WARNING: ENORMOUS rant up ahead. Proceed with caution.
Let me start with the fact that I am being a curmudgeon. While I am not remotely the “Get off my lawn!” type, each year for the past several years, (since #GivingTuesday’s worldwide launch), I have sometimes been less than ecstatic about this ONE particular day. I have my reasons and I’m so happy you inquired:
- Numerous nonprofit organizations put far too many resources into a day that much of the time has a nominal return on investment. (If any.)
- One day? Really? One day where the whole world collaborates to give? Don’t we need to set some higher standards here?
- How does #GivingTuesday impact the state of:
- our fractured world?
- our psyches?
- our collective consciousness?
- nonprofit organizations?
- band-aids healing a major fracture?
- They do help minor cuts, so if a nonprofit does a decent #GivingTuesday SWOT analysis, and they’re trying to raise a goal that is accessible and won’t drain the organization, I’m fully on board with that and even enthusiastic.
- Why does this day follow #CyberMonday? So, let me get this straight… We might spend our money on a bunch of stuff we likely don’t need, just because the sales are so spectacular, and then, if we have a few shekels left, we throw a dime or two into #GivingTuesday? This kind of change, won’t really impact lasting change, will it? There, I said it.
- Did I mention I’m cranky?
Okay, okay. I’m breathing now.
As a career fundraiser, marketer, and philanthropist, (not necessarily in that order), I have participated in #GivingTuesday. After navigating through several of these, we finally achieved a very successful #GivingTuesday campaign, where the organization I developed the #GivingTuesday campaign for, exceeded its fundraising goal without depleting the organization’s resources.

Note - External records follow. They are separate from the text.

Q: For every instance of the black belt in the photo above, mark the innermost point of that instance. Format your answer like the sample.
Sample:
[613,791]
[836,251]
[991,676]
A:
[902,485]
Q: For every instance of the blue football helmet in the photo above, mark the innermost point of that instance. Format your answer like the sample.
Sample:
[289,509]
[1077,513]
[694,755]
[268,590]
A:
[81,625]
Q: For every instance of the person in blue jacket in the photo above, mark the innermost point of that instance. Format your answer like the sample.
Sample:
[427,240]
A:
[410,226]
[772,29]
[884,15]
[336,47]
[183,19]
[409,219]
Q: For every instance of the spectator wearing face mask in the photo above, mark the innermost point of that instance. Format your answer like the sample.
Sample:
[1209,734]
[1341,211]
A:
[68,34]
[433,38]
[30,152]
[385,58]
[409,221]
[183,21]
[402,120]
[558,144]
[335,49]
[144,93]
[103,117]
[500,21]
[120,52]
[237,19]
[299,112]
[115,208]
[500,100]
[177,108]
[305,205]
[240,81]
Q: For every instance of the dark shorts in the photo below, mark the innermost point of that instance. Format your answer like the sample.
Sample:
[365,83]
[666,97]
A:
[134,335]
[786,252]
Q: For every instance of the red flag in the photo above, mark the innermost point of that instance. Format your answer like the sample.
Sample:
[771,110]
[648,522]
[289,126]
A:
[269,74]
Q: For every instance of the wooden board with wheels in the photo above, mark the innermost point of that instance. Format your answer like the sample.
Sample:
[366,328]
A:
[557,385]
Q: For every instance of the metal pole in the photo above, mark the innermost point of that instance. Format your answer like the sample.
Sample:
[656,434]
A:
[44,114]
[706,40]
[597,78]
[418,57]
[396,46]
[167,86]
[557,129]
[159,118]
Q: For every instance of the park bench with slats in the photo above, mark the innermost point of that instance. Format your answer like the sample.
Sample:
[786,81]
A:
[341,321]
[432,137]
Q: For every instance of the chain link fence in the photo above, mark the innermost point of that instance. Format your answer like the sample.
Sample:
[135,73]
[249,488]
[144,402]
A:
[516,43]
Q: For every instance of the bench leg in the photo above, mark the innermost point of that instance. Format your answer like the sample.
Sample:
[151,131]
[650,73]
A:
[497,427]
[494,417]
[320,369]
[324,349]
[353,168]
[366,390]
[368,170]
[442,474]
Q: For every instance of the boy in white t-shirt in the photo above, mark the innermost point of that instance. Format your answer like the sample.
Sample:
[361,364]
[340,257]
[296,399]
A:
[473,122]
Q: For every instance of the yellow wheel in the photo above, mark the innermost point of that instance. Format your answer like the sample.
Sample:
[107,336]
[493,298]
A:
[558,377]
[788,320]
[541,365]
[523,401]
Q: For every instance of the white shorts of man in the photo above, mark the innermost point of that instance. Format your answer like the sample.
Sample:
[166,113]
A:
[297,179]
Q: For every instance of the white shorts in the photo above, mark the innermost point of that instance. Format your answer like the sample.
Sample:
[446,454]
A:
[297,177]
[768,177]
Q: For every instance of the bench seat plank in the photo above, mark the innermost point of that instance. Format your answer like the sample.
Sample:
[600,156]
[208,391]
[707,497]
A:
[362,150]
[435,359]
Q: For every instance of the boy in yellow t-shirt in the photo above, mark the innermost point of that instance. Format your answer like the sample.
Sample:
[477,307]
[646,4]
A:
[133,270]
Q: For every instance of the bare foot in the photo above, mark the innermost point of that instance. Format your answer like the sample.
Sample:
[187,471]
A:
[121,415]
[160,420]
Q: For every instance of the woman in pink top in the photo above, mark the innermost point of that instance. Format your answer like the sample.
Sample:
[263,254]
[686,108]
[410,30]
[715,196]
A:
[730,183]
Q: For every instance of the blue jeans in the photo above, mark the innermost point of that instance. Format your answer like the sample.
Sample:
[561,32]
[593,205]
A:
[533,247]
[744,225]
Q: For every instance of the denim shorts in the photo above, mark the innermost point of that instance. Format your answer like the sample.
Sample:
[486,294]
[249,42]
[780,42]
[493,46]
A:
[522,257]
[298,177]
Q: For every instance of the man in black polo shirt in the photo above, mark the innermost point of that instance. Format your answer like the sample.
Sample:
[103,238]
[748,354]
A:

The formula was really simple:
- The fundraising goal was $5K for the whole day
- We procured a dollar for dollar matching donor
- Via all social media channels, we kept our crowd updated on progress frequently and celebrated all victories. (I fully believe we should ALWAYS celebrate victories.)
- We had a lot of fun doing it
I know I haven’t seemed very fun in this post, but I’m fun. No really, I’m super fun. Jovial even.
This year, the organization I work for, and ecstatically I might add, ORT America, is participating in #GivingTuesday.
Here’s why I’m feeling good about this campaign and am not currently wincing: (and I had nothing to do with the terrific design or strategy of this one!):
- It will bring LEGOS to disadvantaged youth all over the world in ORT Schools.
- Who doesn’t love LEGOS?
- It’s a part of an essential STEM program in the schools and aids in teaching robotics in a meaningful way.
- Students who learn robotics are the change-makers of this world: Our world.
- The fundraising goal for the day is around $5K.
- The menu breakdown well defines the measurement of what each donation procures. It is outstanding. (Hats off to my colleagues in marketing/development who designed this campaign.)
- No, I am not sucking up, I mean it.
So, my apologies for my earlier crankiness. You can come onto my lawn now or at any time. But in any given week, and all year long, those of us who live on my lawn, campaign more like this:
- Monday: #MunificenceMonday or #MissionMonday
- Tuesday: #GivingTuesday
- Thursday: #ThereMustBeTimeToShopAtSomePointSoGiveUsABreakThursday
- Friday: #PhilanthropyPhriday
- Saturday/Sunday: #LeisurelyLollygaggingRejuvenationSlowDownSaturday&Sunday
If you have read this far and have put up with my rant, I commend you. I mean well and perhaps the fact that I’m about to turn 50 years old and am extra reflective on the state of humankind and what it might look like for the rest of our lives and our children’s lives has me thinking –
- too much
- spot on
I’m going with #3.
I just want more than anything for all of us to get together on taking more time to craft and then take the actions that are sorely needed to make positive and meaningful change for the long haul and for the greater good.
And now, I’m off to water my lawn because I know my grass won’t grow without it.